Datadog Metrics¶
A Datadog query can be used to obtain measurements for analysis.
apiVersion: argoproj.io/v1alpha1
kind: AnalysisTemplate
metadata:
name: loq-error-rate
spec:
args:
- name: service-name
metrics:
- name: error-rate
interval: 5m
successCondition: result <= 0.01
failureLimit: 3
provider:
datadog:
apiVersion: v2
interval: 5m
query: |
sum:requests.error.rate{service:{{args.service-name}}}
The field apiVersion
refers to the API version of Datadog (v1 or v2). Default value is v1
if this is omitted. See "Working with Datadog API v2" below for more information.
Datadog api and app tokens can be configured in a kubernetes secret in argo-rollouts namespace.
apiVersion: v1
kind: Secret
metadata:
name: datadog
type: Opaque
stringData:
address: https://api.datadoghq.com
api-key: <datadog-api-key>
app-key: <datadog-app-key>
apiVersion
here is different from the apiVersion
from the Datadog configuration above.
Working with Datadog API v2¶
Important
While some basic v2 functionality is working in earlier versions, the new properties of formula
and queries
are only available as of v1.7
Moving to v2¶
If your old v1 was just a simple metric query - no formula as part of the query - then you can just move to v2 by updating the apiVersion
in your existing Analysis Template, and everything should work.

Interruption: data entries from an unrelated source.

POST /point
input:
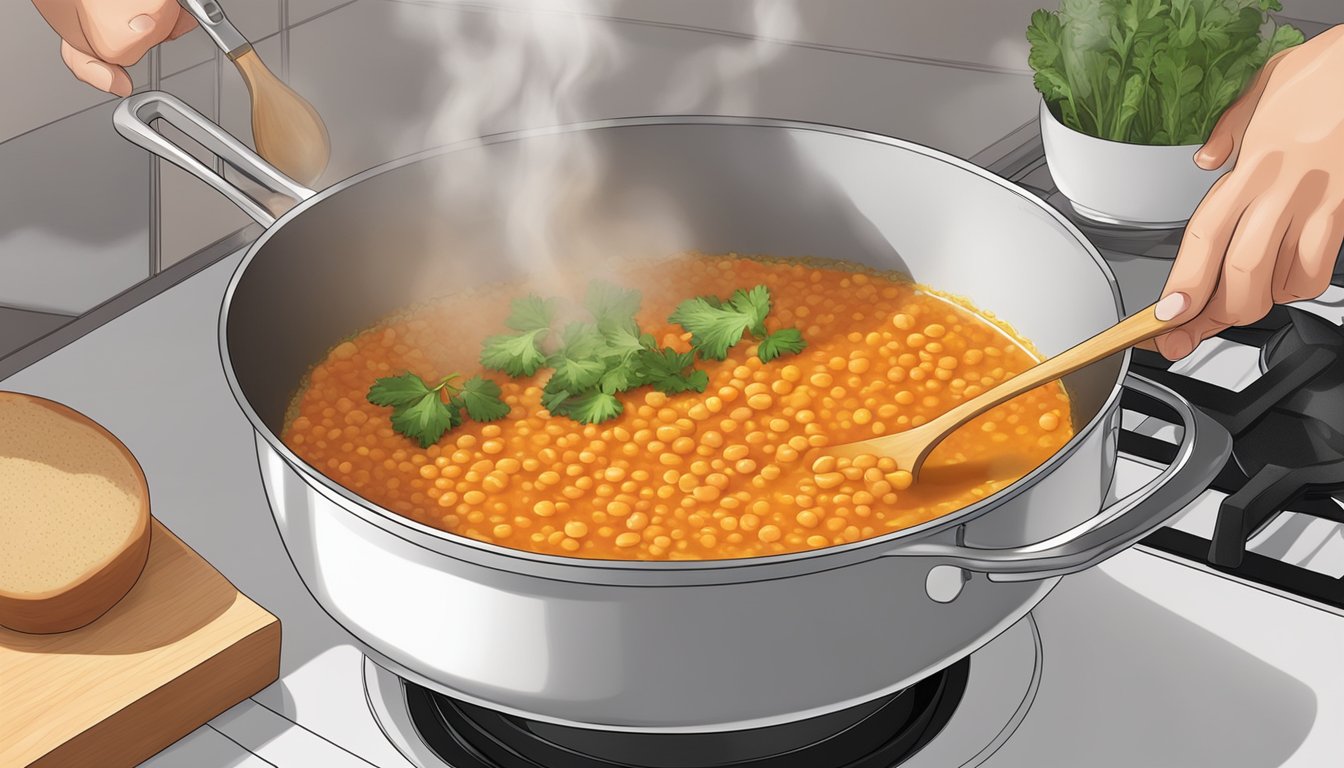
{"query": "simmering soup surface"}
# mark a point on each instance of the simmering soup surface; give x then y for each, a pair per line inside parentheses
(722, 474)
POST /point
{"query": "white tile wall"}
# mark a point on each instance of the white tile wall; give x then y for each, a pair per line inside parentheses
(74, 214)
(192, 214)
(1324, 11)
(38, 86)
(976, 32)
(256, 19)
(74, 197)
(376, 98)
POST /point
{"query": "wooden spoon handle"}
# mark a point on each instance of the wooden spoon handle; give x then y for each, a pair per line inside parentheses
(1139, 327)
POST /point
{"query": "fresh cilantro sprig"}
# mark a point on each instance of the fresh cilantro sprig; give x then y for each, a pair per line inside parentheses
(1151, 71)
(717, 326)
(593, 361)
(520, 354)
(424, 413)
(782, 342)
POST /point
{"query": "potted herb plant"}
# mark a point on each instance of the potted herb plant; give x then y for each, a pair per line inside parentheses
(1130, 89)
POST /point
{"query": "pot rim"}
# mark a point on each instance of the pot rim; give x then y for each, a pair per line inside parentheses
(421, 534)
(1047, 117)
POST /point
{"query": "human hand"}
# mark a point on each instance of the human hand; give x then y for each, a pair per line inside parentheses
(100, 38)
(1269, 232)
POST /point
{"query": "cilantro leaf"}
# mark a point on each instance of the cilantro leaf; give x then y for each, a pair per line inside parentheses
(575, 374)
(514, 354)
(554, 398)
(581, 340)
(664, 370)
(590, 408)
(620, 340)
(1151, 71)
(612, 304)
(426, 420)
(782, 342)
(754, 304)
(712, 328)
(398, 390)
(481, 400)
(531, 314)
(617, 378)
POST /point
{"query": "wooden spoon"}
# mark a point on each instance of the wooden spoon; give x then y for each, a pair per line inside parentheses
(911, 447)
(286, 129)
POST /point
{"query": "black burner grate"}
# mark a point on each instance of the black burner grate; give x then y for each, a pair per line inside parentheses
(876, 735)
(1288, 451)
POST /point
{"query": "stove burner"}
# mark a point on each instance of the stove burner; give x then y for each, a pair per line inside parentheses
(1288, 425)
(876, 735)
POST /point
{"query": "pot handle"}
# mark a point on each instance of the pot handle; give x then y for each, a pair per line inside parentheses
(135, 116)
(1202, 453)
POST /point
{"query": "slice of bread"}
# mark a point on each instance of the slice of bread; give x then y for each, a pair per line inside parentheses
(74, 517)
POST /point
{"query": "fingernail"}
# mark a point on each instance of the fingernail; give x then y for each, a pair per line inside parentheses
(1171, 305)
(104, 78)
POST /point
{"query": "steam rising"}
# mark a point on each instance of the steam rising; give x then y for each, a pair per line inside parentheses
(550, 62)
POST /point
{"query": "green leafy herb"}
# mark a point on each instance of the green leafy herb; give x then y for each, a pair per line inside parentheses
(481, 400)
(1151, 71)
(714, 328)
(610, 304)
(782, 342)
(600, 358)
(667, 370)
(515, 354)
(424, 413)
(398, 390)
(531, 314)
(592, 406)
(717, 326)
(426, 420)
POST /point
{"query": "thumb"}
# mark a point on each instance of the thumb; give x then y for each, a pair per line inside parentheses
(122, 32)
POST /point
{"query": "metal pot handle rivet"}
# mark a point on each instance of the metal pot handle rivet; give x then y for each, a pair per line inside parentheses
(944, 583)
(1203, 451)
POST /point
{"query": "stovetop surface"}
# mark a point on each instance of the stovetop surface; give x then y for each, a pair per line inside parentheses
(1144, 661)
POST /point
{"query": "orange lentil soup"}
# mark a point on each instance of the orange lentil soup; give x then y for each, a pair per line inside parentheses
(692, 476)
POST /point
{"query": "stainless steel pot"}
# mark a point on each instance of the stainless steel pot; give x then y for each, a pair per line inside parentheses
(682, 646)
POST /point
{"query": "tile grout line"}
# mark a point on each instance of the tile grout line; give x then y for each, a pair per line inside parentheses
(155, 183)
(476, 6)
(284, 41)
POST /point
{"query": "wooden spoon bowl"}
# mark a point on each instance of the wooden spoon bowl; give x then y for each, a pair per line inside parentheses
(286, 129)
(911, 448)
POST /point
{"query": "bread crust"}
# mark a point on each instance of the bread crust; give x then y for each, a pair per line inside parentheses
(98, 588)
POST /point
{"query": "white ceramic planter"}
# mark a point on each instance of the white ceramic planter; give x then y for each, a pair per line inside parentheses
(1128, 184)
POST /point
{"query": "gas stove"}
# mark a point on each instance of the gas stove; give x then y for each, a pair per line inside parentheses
(1268, 529)
(1214, 642)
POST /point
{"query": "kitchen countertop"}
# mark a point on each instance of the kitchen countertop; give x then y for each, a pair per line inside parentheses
(153, 378)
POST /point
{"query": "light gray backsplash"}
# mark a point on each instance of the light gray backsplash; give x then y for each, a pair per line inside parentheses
(256, 19)
(75, 218)
(74, 214)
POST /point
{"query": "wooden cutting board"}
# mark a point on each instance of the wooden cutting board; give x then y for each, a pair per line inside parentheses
(178, 650)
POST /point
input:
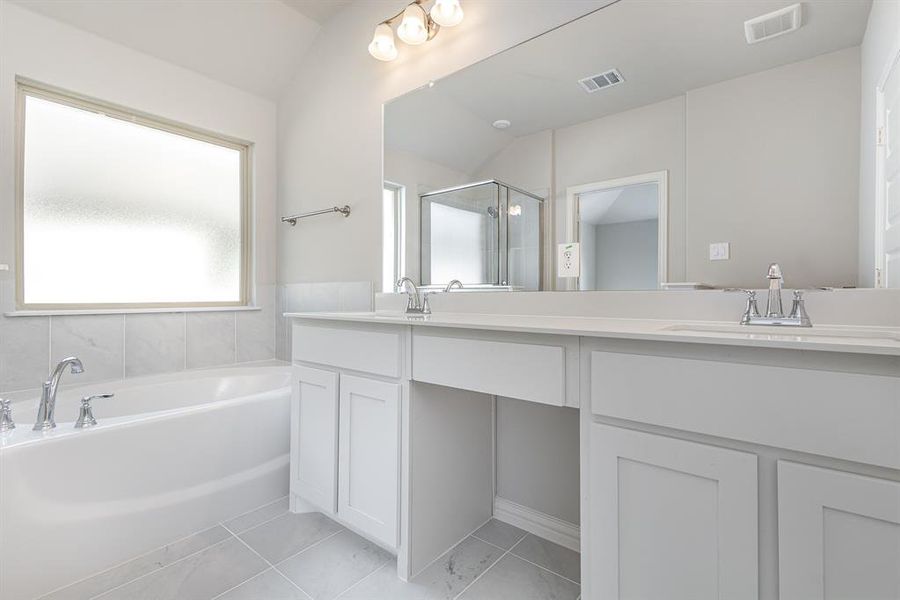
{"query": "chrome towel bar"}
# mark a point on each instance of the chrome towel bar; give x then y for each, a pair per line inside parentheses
(344, 210)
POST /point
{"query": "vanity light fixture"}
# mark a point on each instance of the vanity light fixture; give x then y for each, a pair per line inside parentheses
(416, 26)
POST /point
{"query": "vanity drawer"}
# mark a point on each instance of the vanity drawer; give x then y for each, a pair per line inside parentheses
(851, 416)
(522, 366)
(370, 349)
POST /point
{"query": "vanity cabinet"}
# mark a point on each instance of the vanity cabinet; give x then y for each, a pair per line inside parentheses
(314, 437)
(369, 456)
(345, 424)
(838, 534)
(685, 512)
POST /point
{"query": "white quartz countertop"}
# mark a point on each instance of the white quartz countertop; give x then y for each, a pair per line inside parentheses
(828, 338)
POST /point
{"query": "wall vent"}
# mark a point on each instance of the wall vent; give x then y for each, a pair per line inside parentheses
(772, 24)
(603, 80)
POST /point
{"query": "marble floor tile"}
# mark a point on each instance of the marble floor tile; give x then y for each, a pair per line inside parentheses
(514, 579)
(269, 585)
(444, 579)
(545, 553)
(140, 566)
(500, 534)
(288, 534)
(256, 517)
(201, 576)
(329, 568)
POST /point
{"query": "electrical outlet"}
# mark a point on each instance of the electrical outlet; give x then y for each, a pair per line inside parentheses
(719, 251)
(569, 260)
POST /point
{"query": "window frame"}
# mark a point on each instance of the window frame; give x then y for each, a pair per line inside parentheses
(27, 87)
(399, 241)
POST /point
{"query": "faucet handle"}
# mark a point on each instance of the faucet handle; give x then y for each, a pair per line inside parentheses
(86, 413)
(6, 422)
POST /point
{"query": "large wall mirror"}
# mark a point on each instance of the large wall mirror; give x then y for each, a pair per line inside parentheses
(674, 142)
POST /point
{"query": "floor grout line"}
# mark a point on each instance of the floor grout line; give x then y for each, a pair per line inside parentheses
(272, 566)
(482, 574)
(148, 573)
(361, 580)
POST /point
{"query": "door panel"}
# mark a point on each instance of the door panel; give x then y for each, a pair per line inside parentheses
(671, 519)
(314, 429)
(838, 534)
(369, 456)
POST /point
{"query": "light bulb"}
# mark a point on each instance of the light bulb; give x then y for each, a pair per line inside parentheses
(447, 13)
(382, 46)
(413, 29)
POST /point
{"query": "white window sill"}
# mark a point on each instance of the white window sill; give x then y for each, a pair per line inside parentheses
(126, 311)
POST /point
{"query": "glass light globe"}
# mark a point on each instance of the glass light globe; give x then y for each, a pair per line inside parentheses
(382, 46)
(413, 29)
(447, 13)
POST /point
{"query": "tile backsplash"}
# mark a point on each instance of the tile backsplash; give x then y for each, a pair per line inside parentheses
(128, 345)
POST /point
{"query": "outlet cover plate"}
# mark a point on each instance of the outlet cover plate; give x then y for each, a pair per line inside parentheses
(568, 262)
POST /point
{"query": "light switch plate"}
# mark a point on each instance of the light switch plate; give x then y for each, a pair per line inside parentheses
(719, 251)
(568, 263)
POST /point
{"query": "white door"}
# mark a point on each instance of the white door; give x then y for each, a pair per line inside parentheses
(671, 519)
(838, 534)
(888, 185)
(369, 456)
(314, 437)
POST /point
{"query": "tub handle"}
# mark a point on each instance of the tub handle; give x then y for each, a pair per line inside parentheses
(86, 413)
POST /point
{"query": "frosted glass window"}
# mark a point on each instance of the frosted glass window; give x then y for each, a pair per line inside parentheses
(119, 212)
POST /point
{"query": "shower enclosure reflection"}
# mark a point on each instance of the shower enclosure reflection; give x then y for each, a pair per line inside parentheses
(486, 234)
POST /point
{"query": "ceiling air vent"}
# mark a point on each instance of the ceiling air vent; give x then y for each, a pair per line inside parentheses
(773, 24)
(603, 80)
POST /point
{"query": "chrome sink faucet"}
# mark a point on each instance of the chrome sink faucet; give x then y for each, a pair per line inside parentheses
(47, 408)
(414, 304)
(774, 312)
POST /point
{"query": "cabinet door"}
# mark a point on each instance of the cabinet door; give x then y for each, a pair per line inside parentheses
(838, 534)
(670, 519)
(369, 456)
(314, 436)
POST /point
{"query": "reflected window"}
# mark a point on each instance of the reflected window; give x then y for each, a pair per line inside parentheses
(393, 243)
(118, 209)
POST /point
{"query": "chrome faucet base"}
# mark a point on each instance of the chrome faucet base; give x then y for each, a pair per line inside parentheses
(778, 321)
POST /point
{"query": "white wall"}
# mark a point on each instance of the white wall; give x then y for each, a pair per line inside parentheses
(880, 44)
(112, 346)
(330, 138)
(642, 140)
(773, 168)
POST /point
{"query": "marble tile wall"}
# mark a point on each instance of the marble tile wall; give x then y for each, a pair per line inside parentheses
(129, 345)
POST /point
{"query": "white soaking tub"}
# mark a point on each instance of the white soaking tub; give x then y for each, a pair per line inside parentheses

If you have a formula, you will need to update how you configure your metric. Here is a before/after example of what your Analysis Template should look like:
Before:
apiVersion: argoproj.io/v1alpha1
kind: AnalysisTemplate
metadata:
name: log-error-rate
spec:
args:
- name: service-name
metrics:
- name: error-rate
interval: 30s
successCondition: default(result, 0) < 10
failureLimit: 3
provider:
datadog:
apiVersion: v1
interval: 5m
query: "moving_rollup(sum:requests.errors{service:{{args.service-name}}}.as_count(), 60, 'sum') / sum:requests{service:{{args.service-name}}}.as_count()"
After:
apiVersion: argoproj.io/v1alpha1
kind: AnalysisTemplate
metadata:
name: loq-error-rate
spec:
args:
- name: service-name
metrics:
- name: error-rate
# Polling rate against the Datadog API
interval: 30s
successCondition: default(result, 0) < 10
failureLimit: 3
provider:
datadog:
apiVersion: v2
# The window of time we are looking at in DD. Basically we will fetch data from (now-5m) to now.
interval: 5m
queries:
a: sum:requests.errors{service:{{args.service-name}}}.as_count()
b: sum:requests{service:{{args.service-name}}}.as_count()
formula: "moving_rollup(a, 60, 'sum') / b"
Examples¶
Simple v2 query with no formula
apiVersion: argoproj.io/v1alpha1
kind: AnalysisTemplate
metadata:
name: canary-container-restarts
spec:
args:
# This is set in rollout using the valueFrom: podTemplateHashValue functionality
- name: canary-hash
- name: service-name
- name: restarts.initial-delay
value: "60s"
- name: restarts.max-restarts
value: "4"
metrics:
- name: kubernetes.containers.restarts
initialDelay: "{{ args.restarts.initial-delay }}"
interval: 15s
failureCondition: default(result, 0) > {{ args.restarts.max-restarts }}
failureLimit: 0
provider:
datadog:
apiVersion: v2
interval: 5m
queries:
# The key is arbitrary - you will use this key to refer to the query if you use a formula.
q: "max:kubernetes.containers.restarts{service-name:{{args.service-name}},rollouts_pod_template_hash:{{args.canary-hash}}}"
Tips¶
Datadog Results¶
Datadog queries can return empty results if the query takes place during a time interval with no metrics. The Datadog provider will return a nil
value yielding an error during the evaluation phase like:
invalid operation: < (mismatched types <nil> and float64)
However, empty query results yielding a nil
value can be handled using the default()
function. Here is a succeeding example using the default()
function:
successCondition: default(result, 0) < 0.05
Templates and Helm¶
Helm and Argo Rollouts both try to parse things between {{ ... }}
when rendering templates. If you use Helm to deliver your manifests, you will need to escape {{ args.whatever }}
. Using the example above, here it is set up for Helm:
...<snip>
metrics:
- name: kubernetes.containers.restarts
initialDelay: "{{ `{{ args.restarts.initial-delay }}` }}"
interval: 15s
failureCondition: default(result, 0) > {{ `{{ args.restarts.max-restarts }}` }}
failureLimit: 0
provider:
datadog:
apiVersion: v2
interval: 5m
queries:
q: "{{ `max:kubernetes.containers.restarts{kube_app_name:{{args.kube_app_name}},rollouts_pod_template_hash:{{args.canary-hash}}}` }}"
Rate Limits¶
For the v1
API, you ask for an increase on the api/v1/query
route.
For the v2
API, the Ratelimit-Name you ask for an increase in is the query_scalar_public
.